Being in business isn’t hard. Sell something your customers need. Bring in more money than you send out.

Having a successful business is a lot harder. Being successful means you have to do everything that much better than your competition. You need a positioning that’s, unique, competitive and motivating. This is hard.

To be successful in business you need to understand what the category requires, you need to “sell something your customers want,” but this isn’t enough. Even if you do it very well, this won’t differentiate you, it won’t make your business the category leader, it won’t lead to high margins and growth.

It’s table stakes.

When I took over Red8 Interactive a little more than a year ago, the company was in this position. It had been in business for ten years, providing interactive development for ad agencies, interactive agencies and web design firms. It had had seen ups and downs, some successes and some failures. Red8 was a classic undifferentiated company competing on price. They did good work and had some really good people in place, in my previous position running the interactive group in a San Francisco agency they had been my vendor for 5 years, but the company didn’t stand for anything. In a post Seth Godin wrote, Improving the Trains, he captured the essence of Red8′s challenge; “(You) can’t get rounder than round.”

Read the Table

Take a hard look at your business. Carefully and honestly identify what the table stakes are in your marketplace. Then figure out how your business can up the ante.

Look hard at your customers and carefully consider the customer’s point of view. Understand their problems and challenges objectively and subjectively. Go beyond the obvious. Of course price and quality are important.

The first thing I did when I took over the company’s day-to-day management was go out and talk to customers and potential customers. I wasn’t there to sell them. I went with eyes and ears open, to hear and understand what they had to say. I already had a pretty good idea what I would hear, I  had been a customer for a long time, but I wanted to know if my experience was unique or reflected a real opportunity.
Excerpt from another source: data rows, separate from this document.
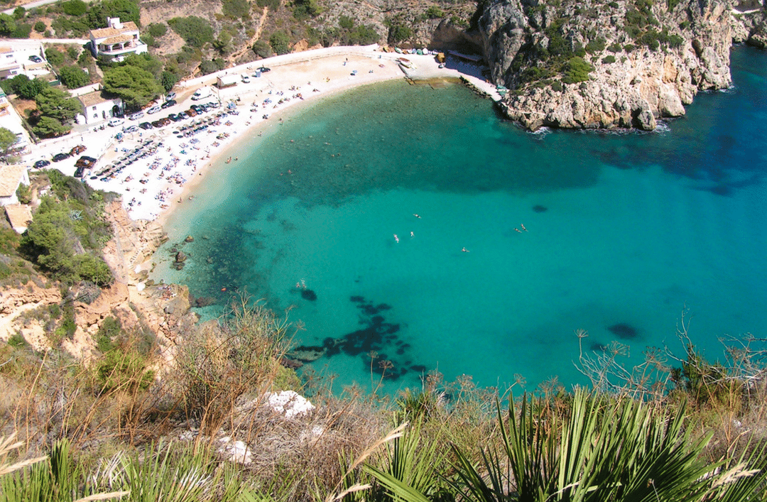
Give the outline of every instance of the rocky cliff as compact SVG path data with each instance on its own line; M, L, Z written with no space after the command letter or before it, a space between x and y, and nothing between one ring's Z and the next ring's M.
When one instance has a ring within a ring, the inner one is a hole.
M736 8L737 7L737 8ZM700 90L732 84L735 40L765 8L729 0L489 0L475 18L502 110L524 126L654 129Z

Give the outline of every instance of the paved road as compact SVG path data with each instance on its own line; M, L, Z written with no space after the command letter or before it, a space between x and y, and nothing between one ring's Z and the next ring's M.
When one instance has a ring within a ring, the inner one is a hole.
M54 4L57 2L60 2L60 1L61 0L35 0L35 2L28 2L28 3L23 4L21 5L21 7L23 7L24 8L25 8L25 9L27 9L28 11L29 9L35 8L35 7L40 7L41 5L47 5L48 4ZM87 3L87 0L86 0L86 3ZM18 7L18 5L16 5L16 7ZM12 8L6 9L6 10L3 11L3 13L4 14L13 14L13 11L14 11L14 9L16 8L16 7L14 7Z

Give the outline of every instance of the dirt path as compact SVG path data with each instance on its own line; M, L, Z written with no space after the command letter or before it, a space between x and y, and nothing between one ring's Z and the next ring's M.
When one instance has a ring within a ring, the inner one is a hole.
M269 8L265 7L264 11L261 13L261 19L258 20L258 27L255 28L255 34L254 34L250 41L247 44L244 44L241 49L236 51L227 57L227 61L229 63L234 63L237 61L237 58L244 54L248 51L250 51L250 48L253 47L253 44L256 42L257 40L261 38L261 31L264 28L264 23L266 22L266 15L269 12Z

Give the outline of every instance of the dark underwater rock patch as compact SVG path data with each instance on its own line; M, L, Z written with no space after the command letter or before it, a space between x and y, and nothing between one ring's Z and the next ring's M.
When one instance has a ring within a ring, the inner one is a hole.
M303 289L301 290L301 297L304 300L308 300L309 301L316 301L317 294L312 290Z
M614 335L617 335L622 340L632 340L639 335L639 330L627 323L618 323L607 326L607 330Z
I learned that, from the customers point of view, high quality code is table stakes. There are lots of places a marketer can find competent developers. But being easy to work with isn’t easy to find. And this is what they were really looking for.

Up the Ante

For Red8 to be a successful business the winning hand was clear. It wasn’t writing better code at a lower price. High quality code is a table stakes. The opportunity was to be the easy to work with.

We’ve been striving to achieve this for more than a year now. It hasn’t been easy, we still have a long way to go, but it’s definitely the right path.